Having already mentioned The Subtle Knife the move to the second book of the trilogy and the concept of many worlds is straightforward. But I do experience a familiar sinking feeling as I encounter the word “quantum”. However, as we move through concepts like radioactive half-life and electrons behaving as both waves and particles, I am immeasurably relieved to learn that Richard Feynman, Nobel prize winner for quantum physics, has declared “nobody understands quantum theory”. By the end of this chapter, with Schroedinger’s Cat making its inevitable appearance I am at least clearer on what I don’t understand, and now feel I am allowed to not understand it, rather than thinking it must just be me being dim. And I feel positively intelligent as I find the next chapters discussing subatomic particles, string theory and chaos theory are wholly intelligible. Naturally, this is down to the Gribbins’ skill as communicators of ideas.
As we’ve covered the “what if” concepts of quantum physics, the move to the world of the mulefa, as visited by Mary Malone inThe Amber Spyglass is another logical, unforced step. In considering how such creatures could arise, we move to evolution and things like the carbon cycle and ecological feedback that I am more familiar with, having done Biology as my compulsory science “O” level. Then the amber spyglass itself facilitates a discussion of polarisation and the manipulation of light. Fascinating stuff.

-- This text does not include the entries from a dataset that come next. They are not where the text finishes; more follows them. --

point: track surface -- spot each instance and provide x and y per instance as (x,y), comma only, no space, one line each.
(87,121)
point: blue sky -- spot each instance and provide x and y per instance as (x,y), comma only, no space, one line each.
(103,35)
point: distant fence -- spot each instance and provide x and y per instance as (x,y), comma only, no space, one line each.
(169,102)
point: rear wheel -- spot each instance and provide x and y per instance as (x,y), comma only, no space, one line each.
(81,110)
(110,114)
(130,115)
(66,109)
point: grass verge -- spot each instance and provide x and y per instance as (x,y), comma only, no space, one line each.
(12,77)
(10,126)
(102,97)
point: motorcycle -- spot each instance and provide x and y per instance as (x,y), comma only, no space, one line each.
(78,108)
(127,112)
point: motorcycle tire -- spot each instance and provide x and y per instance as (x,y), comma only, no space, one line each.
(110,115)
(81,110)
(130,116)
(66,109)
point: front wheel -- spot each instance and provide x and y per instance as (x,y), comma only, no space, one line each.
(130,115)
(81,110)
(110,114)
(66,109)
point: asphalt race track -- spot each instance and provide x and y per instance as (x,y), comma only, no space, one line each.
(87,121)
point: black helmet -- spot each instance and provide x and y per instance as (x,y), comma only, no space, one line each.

We return to quantum physics for the final chapter that deals with quantum entanglement and for me, we truly enter the realms of science as magic with talk of real experiments now manipulating photons enabling scientists to teleport information across a couple of kilometres. Wow! But we have not left the world of His Dark Materials behind. The book concludes with a discussion of how entangled the characters of the trilogy have become, across their different worlds. The scientific facts of entanglement finally offer those of us who have revelled in the fiction, the promise that Lyra and Will, as they sit on the same bench, at noon on Midsummer’s Day, in their now separated worlds, will, on one level, always be together.
As a fan of the Philip Pullman trilogy, I find this book an entertaining adjunct to the series. As an adult who took the ‘Arts’ route at school but who has always remained curious about science, I find it an excellent read. As a parent, I encounter all too many laments about the difficulties of interesting kids in science: I reckon this book should get the most reluctant reader intrigued. If I find the secondary school my elder son is going to in September hasn’t got a copy in their library, I shall be buying them one.